Its on a 2005 model it's the 2.3JTD my others were the JTD engines as well.


----------



## whistlinggypsy (May 1, 2005)

In that case Flyboy, i personally would not go for a 2005 2,3jtd unless you contemplate having it chipped.

Bob


----------



## flyboy (May 10, 2005)

I thought with having the low profile it would go OK with the 2.3 but I think you are right I will have to chip it. Know a good place to have it done?


----------



## whistlinggypsy (May 1, 2005)

http://www.motorhomefacts.com/ftopic-24636.html

Flyboy, see above post.

Bob


----------



## 94055 (May 1, 2005)

Flyboy
I would walk away, from my experience and the amount of times I have done it. I found something better.
I agree
Just 
MHO

Steve


----------



## flyboy (May 10, 2005)

Thanks whistlinggypsy that is an interesting post, gives me a better idea of what to look for.
I know what you are saying SandJ but it is the layout and the price! we have had the big motorhomes but we are now looking for something more compact, the 746F suits us and the main thing is the price is right.
I have been offered a 2005 model with 5000miles with loads of extras for £25500 Tell me if this a good price or what!


----------



## Bagshanty (Jul 24, 2005)

*Rapido 746F on 2.3JTD - EXCELLENT PRICE FOR EXCELLENT VAN*

We have the 2006 version of this van, now just 12 months old. The 2.3 JTD is excellent - entirely adequate, and we are delighted with it. We are planning to spend 300 on changing the high 5th gear for the lower ratio (i.e. normal ratio) version, because the ratio is so high that you shouldn't be in 5th below 50 . AND THIS REMAINS TRUE HOWEVER POWERFUL THE ENGINE. Putting too much power into the power train will damage things. Only then will we consider getting the engine remapped, but that is just gilt on the gingerbread - it's fine as it is

We have looked at the 2007 746F, and it is nowhere near as good. That price is excellent - snap it up before it goes!


----------



## Nickmimi (Jun 6, 2005)

I had a 746 for a year and it will do 60 70 on motorways apart from the step inclines.
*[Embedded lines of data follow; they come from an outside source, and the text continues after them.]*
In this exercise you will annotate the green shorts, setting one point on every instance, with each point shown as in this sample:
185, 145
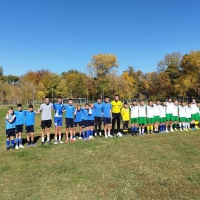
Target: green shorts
156, 119
134, 120
169, 117
162, 119
142, 121
150, 120
182, 119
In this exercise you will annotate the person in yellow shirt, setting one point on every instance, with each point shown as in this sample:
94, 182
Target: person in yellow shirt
116, 113
125, 112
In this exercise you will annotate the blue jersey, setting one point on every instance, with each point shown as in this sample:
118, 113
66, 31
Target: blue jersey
98, 109
30, 118
106, 109
58, 107
91, 116
20, 117
78, 116
85, 113
12, 124
69, 111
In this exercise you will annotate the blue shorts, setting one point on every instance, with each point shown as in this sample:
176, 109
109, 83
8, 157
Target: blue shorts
84, 123
30, 129
69, 122
106, 120
10, 132
58, 121
91, 122
77, 123
19, 128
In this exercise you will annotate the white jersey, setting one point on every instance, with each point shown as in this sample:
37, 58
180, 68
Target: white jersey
134, 111
188, 112
175, 111
142, 111
162, 111
169, 108
150, 111
193, 108
182, 111
156, 110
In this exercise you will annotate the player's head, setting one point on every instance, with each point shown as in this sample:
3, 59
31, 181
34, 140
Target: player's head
19, 106
30, 108
106, 99
70, 102
10, 111
46, 100
87, 106
99, 100
59, 99
116, 97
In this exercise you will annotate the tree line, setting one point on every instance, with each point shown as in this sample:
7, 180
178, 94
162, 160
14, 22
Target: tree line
176, 75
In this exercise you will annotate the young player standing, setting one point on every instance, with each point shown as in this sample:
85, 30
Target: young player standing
98, 116
134, 117
58, 119
107, 116
46, 122
10, 128
142, 117
20, 119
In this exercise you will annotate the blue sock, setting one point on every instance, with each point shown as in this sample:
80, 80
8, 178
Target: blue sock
7, 143
20, 141
13, 143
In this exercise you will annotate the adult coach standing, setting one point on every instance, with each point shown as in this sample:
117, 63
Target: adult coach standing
46, 121
116, 113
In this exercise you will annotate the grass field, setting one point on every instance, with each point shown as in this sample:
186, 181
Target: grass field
160, 166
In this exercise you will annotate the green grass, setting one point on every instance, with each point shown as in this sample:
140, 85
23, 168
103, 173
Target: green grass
162, 166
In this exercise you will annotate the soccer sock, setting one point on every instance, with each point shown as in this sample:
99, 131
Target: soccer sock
13, 143
7, 143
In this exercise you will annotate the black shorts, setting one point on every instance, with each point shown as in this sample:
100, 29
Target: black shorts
69, 122
10, 132
30, 129
84, 123
77, 123
19, 128
91, 123
46, 123
106, 120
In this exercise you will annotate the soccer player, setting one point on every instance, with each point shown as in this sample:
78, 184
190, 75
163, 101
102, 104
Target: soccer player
107, 116
156, 114
46, 122
169, 115
20, 119
150, 117
69, 120
175, 115
91, 120
142, 117
125, 112
162, 115
78, 120
29, 122
10, 128
134, 117
98, 116
116, 113
182, 115
58, 119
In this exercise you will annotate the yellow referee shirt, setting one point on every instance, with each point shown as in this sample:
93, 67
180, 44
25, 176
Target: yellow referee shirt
116, 106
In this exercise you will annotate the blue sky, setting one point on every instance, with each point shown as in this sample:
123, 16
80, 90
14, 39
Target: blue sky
60, 35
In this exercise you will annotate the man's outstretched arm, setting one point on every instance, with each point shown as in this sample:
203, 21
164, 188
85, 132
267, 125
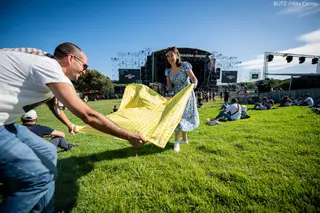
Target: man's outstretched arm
68, 96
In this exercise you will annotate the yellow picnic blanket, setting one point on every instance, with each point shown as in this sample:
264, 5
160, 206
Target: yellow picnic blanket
144, 111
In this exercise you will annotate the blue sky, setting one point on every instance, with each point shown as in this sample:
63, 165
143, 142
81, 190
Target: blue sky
245, 29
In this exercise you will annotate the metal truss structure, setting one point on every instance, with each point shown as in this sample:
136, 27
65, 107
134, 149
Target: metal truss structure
265, 64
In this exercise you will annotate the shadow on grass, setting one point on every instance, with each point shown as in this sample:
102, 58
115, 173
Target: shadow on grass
72, 168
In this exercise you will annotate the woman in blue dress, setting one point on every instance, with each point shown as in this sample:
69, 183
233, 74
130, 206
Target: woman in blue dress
178, 75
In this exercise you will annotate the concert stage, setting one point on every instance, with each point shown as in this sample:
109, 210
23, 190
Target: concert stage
154, 68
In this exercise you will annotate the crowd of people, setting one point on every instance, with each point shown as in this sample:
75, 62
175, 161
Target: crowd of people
28, 162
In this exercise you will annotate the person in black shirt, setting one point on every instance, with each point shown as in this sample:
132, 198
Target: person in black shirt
29, 120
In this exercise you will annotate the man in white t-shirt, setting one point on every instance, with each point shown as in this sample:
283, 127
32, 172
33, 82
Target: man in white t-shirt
27, 161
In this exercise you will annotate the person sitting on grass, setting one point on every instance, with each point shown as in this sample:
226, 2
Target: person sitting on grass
307, 101
259, 106
244, 112
285, 101
231, 113
30, 119
115, 108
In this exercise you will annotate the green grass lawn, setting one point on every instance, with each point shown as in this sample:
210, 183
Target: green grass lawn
268, 163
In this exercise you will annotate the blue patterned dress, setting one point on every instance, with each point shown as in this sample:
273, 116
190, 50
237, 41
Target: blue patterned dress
190, 118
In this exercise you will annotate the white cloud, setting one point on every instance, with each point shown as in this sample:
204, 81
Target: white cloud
311, 47
300, 10
310, 37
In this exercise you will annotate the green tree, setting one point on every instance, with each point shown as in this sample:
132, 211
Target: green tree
94, 81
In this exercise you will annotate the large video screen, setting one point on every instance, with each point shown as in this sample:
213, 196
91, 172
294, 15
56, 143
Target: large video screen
229, 76
127, 76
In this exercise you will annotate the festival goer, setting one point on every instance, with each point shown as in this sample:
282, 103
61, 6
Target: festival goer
307, 101
285, 101
30, 119
179, 74
231, 113
28, 162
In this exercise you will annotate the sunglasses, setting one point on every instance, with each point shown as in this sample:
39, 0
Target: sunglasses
85, 66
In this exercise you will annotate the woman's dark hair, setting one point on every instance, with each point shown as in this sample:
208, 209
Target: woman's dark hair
177, 53
271, 101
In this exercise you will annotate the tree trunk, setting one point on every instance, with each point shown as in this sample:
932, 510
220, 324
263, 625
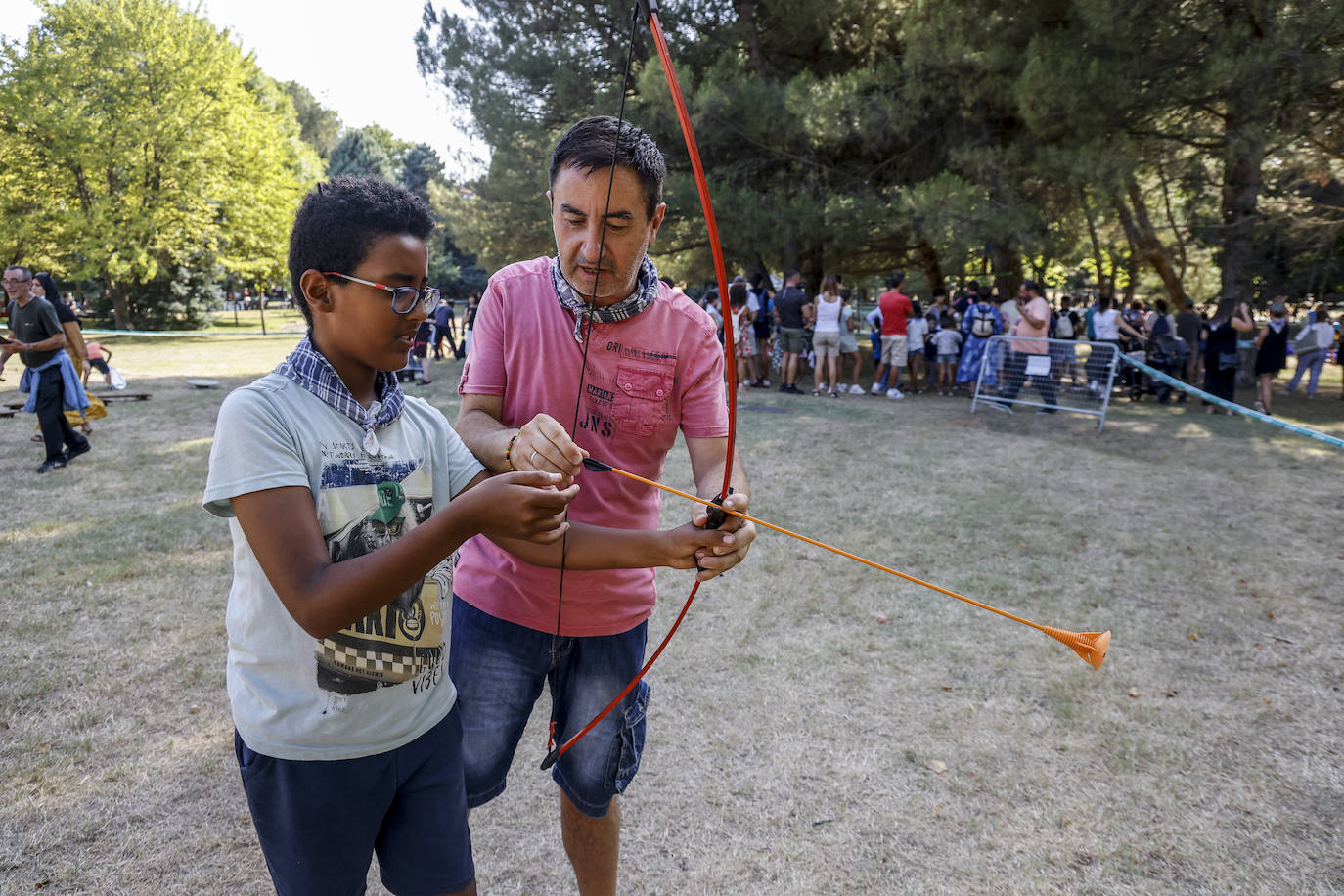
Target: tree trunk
119, 304
1105, 285
1243, 154
1143, 244
929, 263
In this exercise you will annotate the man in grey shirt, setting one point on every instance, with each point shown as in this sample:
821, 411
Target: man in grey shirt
36, 337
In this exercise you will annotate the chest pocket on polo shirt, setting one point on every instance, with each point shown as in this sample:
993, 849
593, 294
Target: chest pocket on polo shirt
642, 399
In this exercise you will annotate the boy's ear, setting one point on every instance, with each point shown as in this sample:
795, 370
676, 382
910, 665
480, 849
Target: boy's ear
315, 291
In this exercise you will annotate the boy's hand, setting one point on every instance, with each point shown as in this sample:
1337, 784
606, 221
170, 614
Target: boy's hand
729, 548
523, 506
543, 445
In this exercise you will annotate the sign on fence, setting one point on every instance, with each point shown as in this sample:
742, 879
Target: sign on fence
1053, 375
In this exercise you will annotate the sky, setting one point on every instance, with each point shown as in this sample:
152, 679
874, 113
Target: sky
355, 57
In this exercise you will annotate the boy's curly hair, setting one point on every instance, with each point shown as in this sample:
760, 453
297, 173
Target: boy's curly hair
340, 219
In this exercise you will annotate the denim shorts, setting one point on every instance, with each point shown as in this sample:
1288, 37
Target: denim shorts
499, 669
322, 821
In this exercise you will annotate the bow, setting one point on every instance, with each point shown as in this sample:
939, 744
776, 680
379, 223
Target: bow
650, 11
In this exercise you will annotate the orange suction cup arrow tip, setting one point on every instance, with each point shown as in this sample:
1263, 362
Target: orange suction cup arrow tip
1089, 645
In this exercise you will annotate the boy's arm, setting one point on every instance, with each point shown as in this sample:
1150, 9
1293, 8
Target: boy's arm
326, 597
596, 547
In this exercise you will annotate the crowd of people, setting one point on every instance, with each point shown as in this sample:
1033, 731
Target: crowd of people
941, 347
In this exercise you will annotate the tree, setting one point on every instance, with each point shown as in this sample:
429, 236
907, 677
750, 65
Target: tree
317, 125
360, 152
155, 147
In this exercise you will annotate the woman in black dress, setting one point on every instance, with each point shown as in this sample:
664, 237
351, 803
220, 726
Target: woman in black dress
1271, 352
1232, 317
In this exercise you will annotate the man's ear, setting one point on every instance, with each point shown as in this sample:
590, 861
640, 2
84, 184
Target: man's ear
315, 291
656, 222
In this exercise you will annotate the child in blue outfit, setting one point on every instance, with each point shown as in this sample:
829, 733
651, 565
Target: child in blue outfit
347, 503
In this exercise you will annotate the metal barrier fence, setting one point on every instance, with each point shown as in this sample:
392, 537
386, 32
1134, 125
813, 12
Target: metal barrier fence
1074, 377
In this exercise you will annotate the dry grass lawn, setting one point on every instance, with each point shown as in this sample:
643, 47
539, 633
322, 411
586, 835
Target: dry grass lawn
816, 726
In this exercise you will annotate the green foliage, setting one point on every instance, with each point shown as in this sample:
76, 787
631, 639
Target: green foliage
317, 125
360, 152
150, 144
1085, 141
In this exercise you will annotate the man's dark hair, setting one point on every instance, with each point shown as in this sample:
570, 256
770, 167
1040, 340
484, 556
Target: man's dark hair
592, 144
340, 219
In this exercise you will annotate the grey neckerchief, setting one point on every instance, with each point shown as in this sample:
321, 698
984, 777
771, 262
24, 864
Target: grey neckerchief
646, 291
306, 367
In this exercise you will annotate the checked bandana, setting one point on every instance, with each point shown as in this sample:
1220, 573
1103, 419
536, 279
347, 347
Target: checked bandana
313, 373
646, 291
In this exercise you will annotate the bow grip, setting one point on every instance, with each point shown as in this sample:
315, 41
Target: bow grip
715, 514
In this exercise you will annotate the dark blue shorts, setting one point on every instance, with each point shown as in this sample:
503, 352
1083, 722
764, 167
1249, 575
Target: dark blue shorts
320, 823
499, 669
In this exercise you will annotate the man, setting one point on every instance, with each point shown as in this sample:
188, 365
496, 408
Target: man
445, 324
895, 310
967, 297
762, 326
36, 337
1032, 324
1187, 328
791, 312
650, 366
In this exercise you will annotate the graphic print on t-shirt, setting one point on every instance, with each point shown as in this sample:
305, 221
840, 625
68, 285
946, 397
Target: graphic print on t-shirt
365, 506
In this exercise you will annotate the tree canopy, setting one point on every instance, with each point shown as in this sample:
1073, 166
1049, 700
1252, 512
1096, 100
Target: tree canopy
150, 146
1183, 147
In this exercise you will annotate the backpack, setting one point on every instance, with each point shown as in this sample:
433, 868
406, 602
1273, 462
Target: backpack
981, 323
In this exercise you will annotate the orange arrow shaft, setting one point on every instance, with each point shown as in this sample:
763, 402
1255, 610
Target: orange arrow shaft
834, 550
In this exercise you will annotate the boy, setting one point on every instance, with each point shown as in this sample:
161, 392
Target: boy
348, 501
946, 342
I now have a 2.8 in a rapido 7099 and this is much slower, much heaver of course.

Remember the 746 is a nice shape so it will slip through the air much better, when driven carefully i could get 30 to the gallon

hope this helps

Nick


----------



## GIO (May 4, 2007)

HI flyboy, did you buy the Rapido 746F? We are looking for one so if you didnt could we have contact details.
Thanks
GIO


----------



## flyboy (May 10, 2005)

Sorry for taking so long to get back to you, no I didn't buy it I have bought a 786F the engine has been chipped to give 168bhp. so we are hoping it goes ok


----------